Glaciers on the fragile Qinghai-Tibet plateau, a source of major Asian rivers including the Bhramaputra and the Ganga, are shrinking rapidly and could affect India and China, Chinese state media reported Friday.
In the past three decades, the glaciers have shrunk by 131.4 square kilometres annually, according to the latest report from the China Geological Survey Bureau. What that means is that an area of glacier equivalent to twice the size of the Beijing downtown area disappears every year, Xinhua news agency reported.
A further 13,000 square kms of the glacier will disappear by 2050 if no protective measures are taken, the report said. Researchers said the melting of the glaciers has brought abundant water to the rivers, lakes and wetlands in the plateau and its surrounding areas in the short term.
"But as the glacier shrinkage accelerates, the plateau's total water storage will decrease rapidly," a remote sensing expert, Fang Hongbin said.

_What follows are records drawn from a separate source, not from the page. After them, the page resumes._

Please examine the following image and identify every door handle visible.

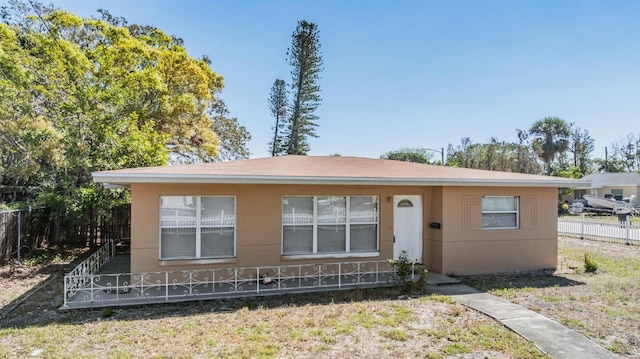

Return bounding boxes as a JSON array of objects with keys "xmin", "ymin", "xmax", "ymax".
[{"xmin": 393, "ymin": 235, "xmax": 395, "ymax": 243}]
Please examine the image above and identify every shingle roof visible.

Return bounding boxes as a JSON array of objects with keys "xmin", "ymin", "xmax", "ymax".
[
  {"xmin": 580, "ymin": 172, "xmax": 640, "ymax": 188},
  {"xmin": 92, "ymin": 155, "xmax": 586, "ymax": 187}
]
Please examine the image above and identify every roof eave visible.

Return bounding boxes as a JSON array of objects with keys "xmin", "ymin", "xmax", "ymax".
[{"xmin": 92, "ymin": 173, "xmax": 587, "ymax": 188}]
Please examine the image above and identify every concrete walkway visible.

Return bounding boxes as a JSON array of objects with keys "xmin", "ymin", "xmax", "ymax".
[{"xmin": 428, "ymin": 283, "xmax": 617, "ymax": 359}]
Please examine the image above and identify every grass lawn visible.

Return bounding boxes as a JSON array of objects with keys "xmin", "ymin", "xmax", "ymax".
[
  {"xmin": 464, "ymin": 236, "xmax": 640, "ymax": 358},
  {"xmin": 0, "ymin": 268, "xmax": 547, "ymax": 358},
  {"xmin": 2, "ymin": 236, "xmax": 636, "ymax": 358}
]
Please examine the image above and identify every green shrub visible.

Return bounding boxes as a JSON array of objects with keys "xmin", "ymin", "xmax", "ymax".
[
  {"xmin": 584, "ymin": 253, "xmax": 599, "ymax": 273},
  {"xmin": 389, "ymin": 250, "xmax": 428, "ymax": 294}
]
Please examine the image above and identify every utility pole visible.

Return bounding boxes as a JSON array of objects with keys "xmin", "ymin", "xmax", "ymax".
[{"xmin": 426, "ymin": 147, "xmax": 445, "ymax": 166}]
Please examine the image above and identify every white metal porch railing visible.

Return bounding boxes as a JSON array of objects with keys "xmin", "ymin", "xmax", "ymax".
[
  {"xmin": 63, "ymin": 240, "xmax": 115, "ymax": 300},
  {"xmin": 62, "ymin": 260, "xmax": 400, "ymax": 309},
  {"xmin": 558, "ymin": 215, "xmax": 640, "ymax": 243}
]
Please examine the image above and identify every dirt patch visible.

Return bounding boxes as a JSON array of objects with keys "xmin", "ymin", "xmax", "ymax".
[{"xmin": 0, "ymin": 247, "xmax": 86, "ymax": 310}]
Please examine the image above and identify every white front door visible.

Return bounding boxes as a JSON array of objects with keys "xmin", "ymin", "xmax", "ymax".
[{"xmin": 393, "ymin": 195, "xmax": 422, "ymax": 262}]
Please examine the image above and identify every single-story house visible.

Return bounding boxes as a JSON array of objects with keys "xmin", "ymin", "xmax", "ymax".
[
  {"xmin": 92, "ymin": 156, "xmax": 584, "ymax": 277},
  {"xmin": 571, "ymin": 172, "xmax": 640, "ymax": 204}
]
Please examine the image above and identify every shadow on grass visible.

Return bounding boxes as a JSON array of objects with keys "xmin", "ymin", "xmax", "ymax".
[
  {"xmin": 460, "ymin": 272, "xmax": 586, "ymax": 293},
  {"xmin": 0, "ymin": 246, "xmax": 91, "ymax": 281},
  {"xmin": 0, "ymin": 247, "xmax": 97, "ymax": 322}
]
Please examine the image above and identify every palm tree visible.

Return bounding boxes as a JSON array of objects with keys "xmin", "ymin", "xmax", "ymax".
[{"xmin": 529, "ymin": 117, "xmax": 570, "ymax": 175}]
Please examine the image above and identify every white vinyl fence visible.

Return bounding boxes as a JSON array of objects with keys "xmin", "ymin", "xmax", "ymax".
[{"xmin": 558, "ymin": 215, "xmax": 640, "ymax": 243}]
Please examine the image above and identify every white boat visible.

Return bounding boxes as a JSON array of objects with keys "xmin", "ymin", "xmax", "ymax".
[{"xmin": 583, "ymin": 194, "xmax": 636, "ymax": 214}]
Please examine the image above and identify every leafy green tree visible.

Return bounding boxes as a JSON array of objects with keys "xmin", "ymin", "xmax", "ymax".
[
  {"xmin": 285, "ymin": 20, "xmax": 323, "ymax": 155},
  {"xmin": 529, "ymin": 117, "xmax": 570, "ymax": 175},
  {"xmin": 556, "ymin": 165, "xmax": 583, "ymax": 197},
  {"xmin": 0, "ymin": 3, "xmax": 247, "ymax": 212},
  {"xmin": 209, "ymin": 99, "xmax": 251, "ymax": 162},
  {"xmin": 268, "ymin": 79, "xmax": 288, "ymax": 156},
  {"xmin": 381, "ymin": 148, "xmax": 435, "ymax": 164},
  {"xmin": 593, "ymin": 157, "xmax": 626, "ymax": 173},
  {"xmin": 446, "ymin": 137, "xmax": 541, "ymax": 174}
]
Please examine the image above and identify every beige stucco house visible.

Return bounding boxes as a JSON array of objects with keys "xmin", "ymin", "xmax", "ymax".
[
  {"xmin": 92, "ymin": 156, "xmax": 583, "ymax": 277},
  {"xmin": 571, "ymin": 172, "xmax": 640, "ymax": 205}
]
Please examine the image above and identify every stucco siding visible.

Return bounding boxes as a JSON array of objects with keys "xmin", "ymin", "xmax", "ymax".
[
  {"xmin": 441, "ymin": 239, "xmax": 557, "ymax": 275},
  {"xmin": 595, "ymin": 185, "xmax": 639, "ymax": 201},
  {"xmin": 438, "ymin": 186, "xmax": 557, "ymax": 275},
  {"xmin": 130, "ymin": 183, "xmax": 431, "ymax": 273},
  {"xmin": 130, "ymin": 183, "xmax": 557, "ymax": 275},
  {"xmin": 429, "ymin": 187, "xmax": 444, "ymax": 273}
]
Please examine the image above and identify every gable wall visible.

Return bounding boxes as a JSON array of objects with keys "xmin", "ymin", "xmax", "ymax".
[{"xmin": 438, "ymin": 186, "xmax": 557, "ymax": 275}]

Experts point out that since the plateau supplies the headstreams of many of the major rivers in East, Southeast and South Asia, the decrease of water storage in the region will have a significant impact on the economic and social development of China as well as neighbouring countries, the report said.
The Qinghai-Tibet Plateau is home to the source of many big rivers in Asia such as the Yangtze, Bhramaputra and Ganga, giving it the nickname the "water tower" of China.